The piece explores the two natures of Christ, both fully God and at the same time fully man. The figure of Christ also forms the features of a mans face, and an illusory border remind us that both realities exist at once. The arcs that form the head and chin of the man represent the baptism of Christ, where the ministry (and divinity) of the Son was affirmed by the audible voice of God the Father and the manifestation of the Spirit in the form of a dove, and the other represents the wrath of God, which was poured out on Christ on our behalf. Another idea that captured my attention when thinking through these issues is our union with Christ. Christ became united with humanity, and because of His work we are able to become united with Him. There is an image in Isaiah 61 of the Messiah wearing “garments of salvation” and “robes of righteousness,” and in Revelation 19 the bride of Christ is also clothed in righteousness. I depicted Christ quite literally in a robe, and I thought of Native American robes. Native Americans would paint many things on robes, but men would always paint the heroic deeds they had done, the battles they had won, and the trophies they had secured. I included symbols for a few of the members of Emmaus as trophies on the robe of Christ.

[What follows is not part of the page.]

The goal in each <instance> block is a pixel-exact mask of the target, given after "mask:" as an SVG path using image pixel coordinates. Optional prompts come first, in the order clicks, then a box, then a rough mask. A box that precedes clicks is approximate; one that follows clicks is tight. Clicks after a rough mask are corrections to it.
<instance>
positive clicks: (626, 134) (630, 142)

God Holy became man. Cradle warmed by
The Sun of his own hands, if skin by knife
Prick’d, look — his blood would taste of us. No strife,
No speech: silent sat the babe who spoke the sky,
His cries, omniscient tears, eternal eye.
Heaven clasp Earth with soft, firm hands; a life
Of want, no room, no bed, though fortune rife
Deserved. God Holy became man. But why?
He would take up a heart to beat for us,
Eyes to weep for us, tongue to pray and preach
For us, hands and side be pierced for us: thus
His flowing blood would vilest sinner reach —
Lifted high to die, humble lustrous Glory!

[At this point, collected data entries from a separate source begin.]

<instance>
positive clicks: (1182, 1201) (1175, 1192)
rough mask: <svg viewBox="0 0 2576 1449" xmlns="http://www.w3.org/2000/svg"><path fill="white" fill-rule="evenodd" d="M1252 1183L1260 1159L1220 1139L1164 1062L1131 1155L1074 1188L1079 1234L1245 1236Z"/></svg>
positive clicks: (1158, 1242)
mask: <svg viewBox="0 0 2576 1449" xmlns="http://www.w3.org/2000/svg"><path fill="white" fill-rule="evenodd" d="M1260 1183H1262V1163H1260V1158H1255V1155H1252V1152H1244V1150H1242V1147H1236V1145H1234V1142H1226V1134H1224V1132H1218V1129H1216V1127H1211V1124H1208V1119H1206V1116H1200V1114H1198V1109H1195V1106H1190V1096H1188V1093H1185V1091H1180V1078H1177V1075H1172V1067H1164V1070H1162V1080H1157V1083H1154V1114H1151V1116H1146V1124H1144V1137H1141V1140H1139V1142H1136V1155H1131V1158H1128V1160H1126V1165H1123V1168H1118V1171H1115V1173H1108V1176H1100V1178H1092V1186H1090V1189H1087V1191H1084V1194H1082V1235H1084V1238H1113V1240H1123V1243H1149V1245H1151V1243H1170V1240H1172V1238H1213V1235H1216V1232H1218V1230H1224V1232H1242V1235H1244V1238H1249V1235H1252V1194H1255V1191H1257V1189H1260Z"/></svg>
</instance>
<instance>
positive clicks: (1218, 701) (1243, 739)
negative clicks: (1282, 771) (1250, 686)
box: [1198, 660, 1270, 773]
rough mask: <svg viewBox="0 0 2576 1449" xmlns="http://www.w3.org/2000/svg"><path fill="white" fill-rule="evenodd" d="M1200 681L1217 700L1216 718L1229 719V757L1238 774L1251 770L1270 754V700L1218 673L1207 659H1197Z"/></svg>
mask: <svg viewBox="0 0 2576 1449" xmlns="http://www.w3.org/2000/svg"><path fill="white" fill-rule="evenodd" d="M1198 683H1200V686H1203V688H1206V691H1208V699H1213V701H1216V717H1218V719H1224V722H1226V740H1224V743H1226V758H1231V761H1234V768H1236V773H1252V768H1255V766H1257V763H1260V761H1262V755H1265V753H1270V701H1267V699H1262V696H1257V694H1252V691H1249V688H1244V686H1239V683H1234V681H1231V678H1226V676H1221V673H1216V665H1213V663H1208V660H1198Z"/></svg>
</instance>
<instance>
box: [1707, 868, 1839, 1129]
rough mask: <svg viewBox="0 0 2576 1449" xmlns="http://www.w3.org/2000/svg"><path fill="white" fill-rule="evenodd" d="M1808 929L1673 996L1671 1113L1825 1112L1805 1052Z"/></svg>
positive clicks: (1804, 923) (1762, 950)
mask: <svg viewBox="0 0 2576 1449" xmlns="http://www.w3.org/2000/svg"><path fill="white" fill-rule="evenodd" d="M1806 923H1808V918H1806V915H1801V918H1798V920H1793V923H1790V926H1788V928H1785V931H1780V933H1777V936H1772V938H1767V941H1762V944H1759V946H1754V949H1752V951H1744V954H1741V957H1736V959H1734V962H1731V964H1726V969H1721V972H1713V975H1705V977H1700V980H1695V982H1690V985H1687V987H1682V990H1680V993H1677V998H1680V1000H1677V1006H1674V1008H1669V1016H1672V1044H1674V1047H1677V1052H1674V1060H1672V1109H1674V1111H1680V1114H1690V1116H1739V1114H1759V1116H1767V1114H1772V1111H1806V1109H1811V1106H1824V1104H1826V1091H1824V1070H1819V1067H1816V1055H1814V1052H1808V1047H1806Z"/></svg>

But Bethlehem? Meekness sparks the Story.
*The glory of incarnation is hard to capture in 14 lines. I wanted at first to contrast the tenderness of new life with the glory of Heaven. Babies are silent, they cannot speak, except when they want to cry. God himself subjected himself to such humility. Although he spoke the world into existence, and upholds the universe by the word of his power, in the manger he could not utter human language. He could only cry. But in his crying he is wiser than any earthly king. Have you ever felt a baby’s hands? They are soft, vulnerable — yet these little hands firmly held the world. How incredible that Christ would leave the palaces of Heaven for the slop bucket of earth.

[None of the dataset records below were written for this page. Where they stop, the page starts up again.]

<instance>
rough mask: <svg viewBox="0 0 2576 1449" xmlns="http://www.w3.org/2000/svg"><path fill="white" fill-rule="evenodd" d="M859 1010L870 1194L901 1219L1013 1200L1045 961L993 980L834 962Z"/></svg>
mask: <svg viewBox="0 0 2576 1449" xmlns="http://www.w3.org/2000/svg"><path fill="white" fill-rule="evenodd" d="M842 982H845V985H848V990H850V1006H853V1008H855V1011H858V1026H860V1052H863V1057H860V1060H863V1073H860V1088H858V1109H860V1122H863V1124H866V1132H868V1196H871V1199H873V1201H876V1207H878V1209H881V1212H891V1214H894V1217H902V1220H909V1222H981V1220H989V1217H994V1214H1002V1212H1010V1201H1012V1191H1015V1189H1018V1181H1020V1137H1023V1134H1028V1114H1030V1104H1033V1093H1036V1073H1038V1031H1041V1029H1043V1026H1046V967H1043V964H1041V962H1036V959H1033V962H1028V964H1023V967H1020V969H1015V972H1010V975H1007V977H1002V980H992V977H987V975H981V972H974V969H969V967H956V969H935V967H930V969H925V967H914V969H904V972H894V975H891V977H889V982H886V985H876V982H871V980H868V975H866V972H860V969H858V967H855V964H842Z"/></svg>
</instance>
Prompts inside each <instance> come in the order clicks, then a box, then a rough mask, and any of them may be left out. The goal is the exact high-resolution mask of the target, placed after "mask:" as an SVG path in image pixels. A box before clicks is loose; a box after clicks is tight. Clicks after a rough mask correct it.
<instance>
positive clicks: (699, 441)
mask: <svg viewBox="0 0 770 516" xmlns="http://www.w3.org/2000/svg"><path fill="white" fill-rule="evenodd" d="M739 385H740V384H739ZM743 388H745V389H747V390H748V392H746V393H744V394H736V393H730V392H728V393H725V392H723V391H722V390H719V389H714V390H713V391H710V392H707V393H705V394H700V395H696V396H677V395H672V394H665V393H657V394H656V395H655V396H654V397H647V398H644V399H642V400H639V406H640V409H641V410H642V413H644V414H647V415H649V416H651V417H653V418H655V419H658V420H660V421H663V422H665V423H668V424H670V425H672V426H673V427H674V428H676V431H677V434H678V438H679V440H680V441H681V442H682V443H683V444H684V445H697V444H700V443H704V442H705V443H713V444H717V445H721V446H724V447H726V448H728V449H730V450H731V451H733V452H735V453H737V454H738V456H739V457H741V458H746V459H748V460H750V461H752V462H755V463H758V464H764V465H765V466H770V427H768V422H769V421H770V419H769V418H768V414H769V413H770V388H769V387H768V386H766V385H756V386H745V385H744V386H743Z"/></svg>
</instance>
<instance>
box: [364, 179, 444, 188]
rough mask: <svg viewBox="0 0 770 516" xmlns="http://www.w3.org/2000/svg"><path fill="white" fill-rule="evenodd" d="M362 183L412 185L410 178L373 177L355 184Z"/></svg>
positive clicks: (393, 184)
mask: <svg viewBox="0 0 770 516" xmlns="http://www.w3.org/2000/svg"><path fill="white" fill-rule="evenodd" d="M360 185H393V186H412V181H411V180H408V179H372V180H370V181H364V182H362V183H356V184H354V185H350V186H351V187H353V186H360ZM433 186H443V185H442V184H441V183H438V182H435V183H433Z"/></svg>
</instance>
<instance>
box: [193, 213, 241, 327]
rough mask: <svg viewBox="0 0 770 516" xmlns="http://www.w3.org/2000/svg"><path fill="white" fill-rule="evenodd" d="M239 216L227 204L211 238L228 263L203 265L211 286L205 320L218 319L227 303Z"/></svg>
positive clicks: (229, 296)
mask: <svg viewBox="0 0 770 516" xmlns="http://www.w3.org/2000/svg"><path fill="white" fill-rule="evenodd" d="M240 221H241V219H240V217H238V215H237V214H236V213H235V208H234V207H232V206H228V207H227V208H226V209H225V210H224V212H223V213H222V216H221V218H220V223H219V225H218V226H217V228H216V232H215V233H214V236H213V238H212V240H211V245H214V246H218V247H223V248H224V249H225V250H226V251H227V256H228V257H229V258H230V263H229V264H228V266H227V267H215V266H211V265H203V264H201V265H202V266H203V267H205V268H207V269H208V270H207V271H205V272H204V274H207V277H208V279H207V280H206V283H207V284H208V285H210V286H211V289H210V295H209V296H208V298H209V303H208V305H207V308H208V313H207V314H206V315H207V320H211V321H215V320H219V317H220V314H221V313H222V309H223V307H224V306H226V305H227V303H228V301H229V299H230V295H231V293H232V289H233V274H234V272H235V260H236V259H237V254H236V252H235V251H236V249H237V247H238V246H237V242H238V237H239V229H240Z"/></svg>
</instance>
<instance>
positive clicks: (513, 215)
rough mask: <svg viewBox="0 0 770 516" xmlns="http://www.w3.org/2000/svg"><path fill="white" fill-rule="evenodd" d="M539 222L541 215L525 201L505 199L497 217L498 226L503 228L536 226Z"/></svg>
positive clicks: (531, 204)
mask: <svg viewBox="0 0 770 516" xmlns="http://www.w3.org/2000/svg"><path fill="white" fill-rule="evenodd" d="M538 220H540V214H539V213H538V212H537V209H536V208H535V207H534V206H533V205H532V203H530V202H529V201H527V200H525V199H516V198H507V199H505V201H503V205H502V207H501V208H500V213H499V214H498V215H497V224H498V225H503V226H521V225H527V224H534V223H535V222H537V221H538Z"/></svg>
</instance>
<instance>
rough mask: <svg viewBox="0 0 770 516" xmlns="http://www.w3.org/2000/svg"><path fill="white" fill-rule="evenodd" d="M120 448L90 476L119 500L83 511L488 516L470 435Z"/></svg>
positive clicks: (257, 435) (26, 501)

In writing this piece, I was inspired by a few quotes by one of the most silver-tongued puritans, Samuel Rutherford. He writes so beautifully in The Trial and Triumph of Faith of a God who would take on all the nuances of human form, so as to leverage that human form to save sinners like us. I attempted to convey that image in the last stanza. Finally, I compare Calvary and Bethlehem. We often look to the cross as a symbol of Jesus’ humility, and rightfully so. The King was unjustly accused and “opened not his mouth” (Is 53:7). But the birth of Jesus, and more specifically the incarnation, shows us that he began his life in the same sacrificial humility that he ended it with. This humility, as Philippians 2 tells us, is the primary reason for his supremacy over all things, in heaven and on earth.
Finally, you may notice some overlap of words and themes from last weeks sonnet on glory. This is intentional: glory and humility walk hand in hand. God uses both simultaneously to accomplish his purposes in Christ. Oh the mesmerizing contrast of Christmas!